- Dois terremotos atingiram a Venezuela na semana passada, causando destruição generalizada e ampliando a crise econômica já existente no país.
- Antes dos tremores, a economia venezuelana já enfrentava hiperinflação, escassez de produtos e debilitou serviços, com milhões de pessoas deixando o país.
- A produção e exportação de petróleo vinham crescendo, com o setor privado, especialmente a Chevron, mantendo operações e contribuindo para possíveis ganhos, apesar da instabilidade política.
- O governo dos Estados Unidos vem sendo apontado como fator de pressão política e, após a captura de Nicolás Maduro, houve expectativa de que Washington possa oferecer suporte, inclusive em resposta ao desastre.
- O FMI e outros credores enfrentam obstáculos para financiamento imediato, enquanto o país precisa de recursos para remover escombros, atender sobreviventes e restabelecer serviços básicos, em meio a uma dívida soberana elevada.
Oito dias se passaram desde dois terremotos atingirem a Venezuela, lembrando a gravidade da crise que a nação já enfrentava. Os tremores causaram danos generalizados, com prédios destruídos em Catia La Mar, no estado de La Guaira. Várias áreas ficaram sem energia e água, dificultando a mobilização de equipes de resgate.

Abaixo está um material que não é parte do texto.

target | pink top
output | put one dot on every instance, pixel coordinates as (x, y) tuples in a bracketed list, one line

As autoridades venezuelanas passam a coordenar a resposta ao desastre, com o desafio de remover escombros, localizar sobreviventes e restabelecer serviços básicos. A catastropha chegou em meio a uma crise econômica de longa data, agravada pela inflação elevada e pela falta de recursos.
Indústrias e empresas privadas são peças-chave da retomada. A Península de Paraguaná, onde fica um grande polo de refino, opera, segundo relatos, com funcionamento estável, o que pode sustentar as exportações de petróleo. A Chevron informa continuidade de operações, respondendo por cerca de um quarto da produção do país.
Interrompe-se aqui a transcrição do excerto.